One of the students told WHYY News that they were “shocked” at “the lengths to which [the college was] willing to go to repress student activists” and that the school is intentionally taking quotes “out of context in a way that is very disingenuous to their meaning.”

The pamphlet is “not calling for violent action,” said the student, who went by the pseudonym Taylor because of concerns that it could affect his case with the school. “It’s not advocating for people to make choices of violence, but rather accepting and understanding and being upfront that choices of peaceful resistance results in possible risk.”

Andy Hirsch, Swarthmore vice president for communications and marketing, explained in an email to WHYY News that, while he could not comment on “specific incidents of alleged conduct,” the college “deeply values and supports individuals’ rights to express their views and engage in peaceful protest and dissent.”

“At no point have any students faced charges for the content of their views,” Hirsch wrote. He also took exception to the characterization that students are “facing expulsion,” calling expulsion “extremely rare” and “reserved for the most extreme violations.”

What the pamphlets say

The front of one of the pieces of literature — which the students are calling a “zine” — depicts the image of a firearm scope’s crosshairs placed within a collage of 37 profile photos of members of the college’s board of managers, the institution’s governing body responsible for fiduciary oversight, strategic planning and appointing the college president.
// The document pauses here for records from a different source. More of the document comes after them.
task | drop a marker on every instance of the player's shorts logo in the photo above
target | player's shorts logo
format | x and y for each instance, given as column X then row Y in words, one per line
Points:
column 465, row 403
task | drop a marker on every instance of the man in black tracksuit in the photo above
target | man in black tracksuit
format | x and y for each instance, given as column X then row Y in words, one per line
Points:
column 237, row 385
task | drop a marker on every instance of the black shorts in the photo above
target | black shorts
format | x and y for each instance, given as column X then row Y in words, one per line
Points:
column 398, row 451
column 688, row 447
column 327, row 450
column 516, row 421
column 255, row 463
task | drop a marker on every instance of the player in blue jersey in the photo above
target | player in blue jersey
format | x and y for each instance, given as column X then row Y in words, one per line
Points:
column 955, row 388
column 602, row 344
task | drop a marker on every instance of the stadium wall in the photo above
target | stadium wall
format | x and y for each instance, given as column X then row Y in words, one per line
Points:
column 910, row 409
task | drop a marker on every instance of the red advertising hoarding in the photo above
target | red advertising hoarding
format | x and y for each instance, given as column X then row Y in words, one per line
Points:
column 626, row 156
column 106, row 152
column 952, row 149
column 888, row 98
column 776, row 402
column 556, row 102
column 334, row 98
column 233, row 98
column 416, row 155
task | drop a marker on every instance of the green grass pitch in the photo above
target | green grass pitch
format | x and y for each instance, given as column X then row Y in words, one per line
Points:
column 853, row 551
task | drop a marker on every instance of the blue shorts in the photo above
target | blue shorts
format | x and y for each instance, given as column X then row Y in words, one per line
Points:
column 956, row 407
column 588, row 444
Under the image, in large type, reads “Public enemy No. 1,” with “The Swarthmore board of managers” in smaller type.

The next page includes the large headline “Why you should hate the board” followed by text saying members have been investing in companies that “directly contradict the College’s propaganda about DEI, anti-violence, & environmentalism,” including those in the “military industrial complex, surveillance tech, fossil fuels” and “companies w/ gross human rights violations.”

The zine identifies seven board members that it accuses of profiting from ties to companies that invest in Israel, including the current chair of the board, Harold Kalkstein, and Harold Gustavo Schwed, an alumnus of Swarthmore who will take over as chair in July. The zine includes profile photos of Kalkstein and Schwed with devil’s horns and devil’s tails drawn on them.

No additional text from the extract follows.